Le mot serre désigne une crête montagneuse.
FAUX : dans la vallée de la Guisane et le Briançonnais, il désigne de préférence des mamelons (Serre-Paix, Serre-Orel, Serre Barbinq, Serre-Ratier, etc. sans parler du côté italien). La forme générale ressemble à une taupinière
Il a donné leur nom à deux communes : Serres et Serre Chevalier.
FAUX : Serre-Chevalier n’est pas une commune, c’est le nom du plus bas sommet des crètes de la Guisane.
[ndlr] mail perso ; paragraphe modifié
Je cherche la signification de » siou » dans le toponyme plateau du siuo blanc qui se trouve au nord de Toulon. Merci
Pierre BELDA
[ndlr] voir l’explication dans cet article https://www.randomania.fr/siou-blanc-les-aiguilles-de-valbelle/
Bonjour à tous,
A titre personnel , je fais des recherches (modestes !) sur la toponymie du Comtat Venaissin.
Il a y , à l’Est de la commune de Bédoin (84), un lieu-dit « Les Fougassets » et aucune boulangerie dans les environs !

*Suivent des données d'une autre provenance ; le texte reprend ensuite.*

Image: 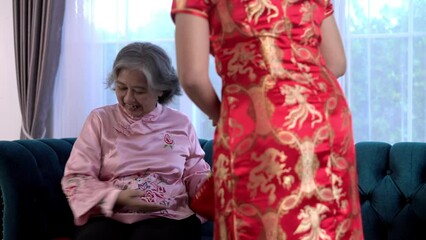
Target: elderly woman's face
[115,69,161,118]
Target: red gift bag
[189,175,214,220]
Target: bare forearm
[182,81,220,123]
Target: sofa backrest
[356,142,426,240]
[0,138,213,240]
[0,138,426,240]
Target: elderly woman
[62,42,210,240]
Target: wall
[0,0,21,140]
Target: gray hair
[107,42,182,104]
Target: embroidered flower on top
[163,133,175,149]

Le Dictionnaire « Trésor dou Félibrige » (1878) , page 1155 ,donne, dans sa définition de « Fougasso » un sens qui pourrait expliciter ce toponyme assez curieux vu son emplacement loin de toute boulangerie : « Faire de fougasso : labourer superficiellement, cultiver imparfaitement ». Il est précisé qu’il s’agit d’une expression du Diois. Bédoin n’est qu’à une cinquantaine de kilomètres de Die.
Je donnerais bien à ce toponyme cette signification. Auparavant ,j’aimerais avoir l’avis des spécialistes quant à mon interprétation .
Merci de vos réponses
J’habite le Broc 06, un lieu dit La Fougassiere. Lequel désigne l’endroit où se cuisent les fougasses. En effet, à proximité du mas, se trouve un antique four à pain, encore en usage.
Bonjour à tous,
Il est difficile de se procurer le « Petit dictionnaire des Lieux-dits en Provence, Philippe Blanchet, Edition Librairie Contemporaine. 2003 » à un prix abordable. L’un d’entre vous aurait-il un renseignement concernant cet ouvrage ?
Y aurait-il un autre livre sur le sujet : La toponymie provençale.
Merci de votre écoute
Merci pour ces explications. Je cherchais ce que signifiait Blaquière, un lieu à côté du quel j’ai grandi sans savoir ce qu’il cachait et voici que je découvre d’autres mots et significations ! Super intéressant!
Merci beaucoup de partager cela avec nous, c’est vraiment très enrichissant !
A propos du mystérieux « pas des lanciers » dans la région aixoise … voici ce qu’on m’en a dit et quime semble fort convaincant :
Sur les cartes an 25000e on voit des noms de lieux qui sont restés en provençal,
avec plus ou moins d’exactitude dans la « graphie », mais enfin en prononçant à voix haute
on arrive à reconnaître les mots.
Dans le cas ci-dessus, on dit que lors de la mise en français des cartes de cette région on a dû demander à des habitants comment s’appelait cet endroit et on suppose que la réponse ORALE a été : « lou pas de l’anci » à savoir « le pas de l’anxiété, de la peur … » (la particule « de », se prononçant « dé » en provençal). Alors, de là à transcrire à l’oreille en français « le pas des »lanciers » … il n’y avait qu’un pas … et il fut franchi ! On pense à cette explication très plausible car rien ne venait corroborer l’existence de lanciers dans la région.
Cordialement.
Carline 04
autre possibilité ancié de ancise passage étroit…..
pas de lanciers ; lanciers en fait l’ancié = anxiété en provençal car les gens se faisaient agressé au pas de l’ancié……
L’anxié [ancié] désigne moins anecdotiquement un resserrement dans le paysage ou le corps. L’angoisse ie l’anxiété resserre la gorge. Pas des lanciers est un lieu où la route s’engage entre 2 falaises , gorges si vous voulez…
[ndlr] Charles Rostaing s’appuyant également sur le dictionnaire du félibrige de Mistral, a étudié ce toponyme en détail. https://www.persee.fr/doc/onoma_0755-7752_1994_num_23_1_1194
En comparant avec d’autres lieux portant le même nom, d’autres variantes de la langue provençale, il n’a retenu que le sens de brèche.
La base de données de l’IGN concernant la toponymie est incomplète et contient de nombreuses erreurs et contresens que l’institution n’accepte pas toujours de réparer malgré les demandes réitérées des érudits locaux. Je recommande donc en premier lieu la lecture d’un auteur provençalophone tel que Philippe Blanchet.